Arkamızdan Siri, Rem ve Pete geliyordu. Demek ki onlar uyanmada daha çok zorluk yaşamışlardı. Ben onların geldiğini fark etmiştim ama Bella fark etmemiş olacak ki Sirius "BÖ" diyerek Bella'yı korkuttuğunda Bella korkudan yerinde sıçradı. Ama sonra Siri kolunu Bella'nın omzuna attı şakasını telafi edermişçesine. Bella da Sirius'un omzuna bi yumruk çaktı ve Sirius arkaya doğru sendeledi.

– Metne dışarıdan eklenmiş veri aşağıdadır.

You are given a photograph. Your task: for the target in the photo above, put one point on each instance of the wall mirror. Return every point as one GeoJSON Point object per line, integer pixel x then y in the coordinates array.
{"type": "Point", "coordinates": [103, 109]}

Sirius bizle uğraşmaya bayılırdı özellikle Bella'yla. Bu arada Bella (bana dediği kadarıyla) Sirius'tan 'o şekilde' hoşlanmıyordu. Şimdilik. Ama benim teorilerime göre Sirius ilerde eniştem olacak. Bundan Remus'un çikolata aşkından daha çok eminim.

Tribünlere geçip Bella'nın yanına oturduğumda popom dondu ve yüzümü buruşturdum. Diğerlerine baktığımda onların da poposu donmuş gibiydi. Yaptığım ısınma büyüleri bile işe yaramıyodu.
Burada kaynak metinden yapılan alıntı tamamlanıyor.